Community
Participate
Working Groups
In Bug 423715, support for multiple checksum algorithms was added. This introduced a major performance impact due to inefficient handling of the InputStream: https://git.eclipse.org/r/#/c/69560/32/bundles/org.eclipse.equinox.p2.repository/src/org/eclipse/equinox/internal/p2/repository/helpers/ChecksumProducer.java The old code used while ((read = fis.read(buffer, 0, bufferSize)) != -1) { to read in 4k chunks, while the new code uses while (fis.read(buffer) != -1) { which reads byte by byte. This is extremely inefficient.
New Gerrit change created: https://git.eclipse.org/r/138216
Do you have any numbers showing how much your patch improves the situation?
Sorry, I actually didn't read the code correctly. I though it called read(), not not read(buffer). So all is good here. Looks like the reason is just that SHA-256 is way slower than MD5 :/
Can the reason be that both checksums are calculated? I would be fine with skipping md5 calculation if sha is there . WDYT? Ready to try it out?
Yes, creating both checksums causes the file to be read twice, so that's already a factor of two. We could introduce a custom MultiDigestInputStream that is able to update the digest for multiple algorithms in one go while only reading the file once. Is disabling of MD5 just like that reasonable?
(In reply to Sebastian Ratz from comment #5) > Yes, creating both checksums causes the file to be read twice, so that's > already a factor of two. > > We could introduce a custom MultiDigestInputStream that is able to update > the digest for multiple algorithms in one go while only reading the file > once. > > Is disabling of MD5 just like that reasonable? It's not disabling it like that it's when the stronger checksum (sha256) is checked, don't bother with md5. If there is no sha256 - md5 should still be checked.
(In reply to Sebastian Ratz from comment #5) > Yes, creating both checksums causes the file to be read twice, so that's > already a factor of two. If this logic is correct, p2 would read the file not twice but 4+ times. Check o.e.e.internal.provisional.p2.artifact.repository.processing.ProcessingStep - p2 reads artifact bytes only once and applyes a multiple ProcessingSteps by chaining them.
This is about the production of the checksum. See org.eclipse.equinox.internal.p2.artifact.processors.checksum.ChecksumUtilities.calculateChecksums(File, Map<String, String>, Collection<String>) It calls ChecksumProducer.produce(pathOnDisk, algorithm) for every algorithm which each time instantiates a new InputStream.

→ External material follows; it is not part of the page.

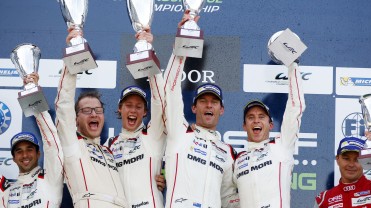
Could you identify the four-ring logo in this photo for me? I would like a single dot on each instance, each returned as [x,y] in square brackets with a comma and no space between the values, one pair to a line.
[349,188]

(In reply to Mykola Nikishov from comment #7) Please disregard, I constantly mixing checksum generation/verification ;-)
org.eclipse.equinox.internal.p2.repository.helpers.ChecksumProducer.produce(File, String) should use ProcessingSteps approach and not read file every single time for each MessageDigest supported.
I think we really need some A/B testing here to sort out 1. what's the actual performance drop factor (is it a constant factor, a N-power-factor...), and see whether it's an algorithmic issue or just some useless steps to remove 2. How many times we invoke the ChecksumProducer.produce(...) methods and whether they do match expectation 3. Whether it's specifically the SHA-256 that's taking long, and if so, why? In bug 545159, you mention 30+ minutes for 300 bundles IIRC. But here locally with `sha256sum` command, I can generate the sha-256 checksum of the 685 plugins of a local Eclipse instance in less than a second. I would expect similar order for SHA-256 computed with Java. If the SHA-256 computation itself is the bottleneck, then it narrows down where to improve things.
Dropping milestone until someone agrees to progress this issue for a release.
So I think this issue boils down to: The computation could be made (much?) faster if the file were read only once. That doesn't sound critical to me, so I'll reduce the severity.
This bug hasn't had any activity in quite some time. Maybe the problem got resolved, was a duplicate of something else, or became less pressing for some reason - or maybe it's still relevant but just hasn't been looked at yet. As such, we're closing this bug. If you have further information on the current state of the bug, please add it and reopen this bug. The information can be, for example, that the problem still occurs, that you still want the feature, that more information is needed, or that the bug is (for whatever reason) no longer relevant. -- The automated Eclipse Genie.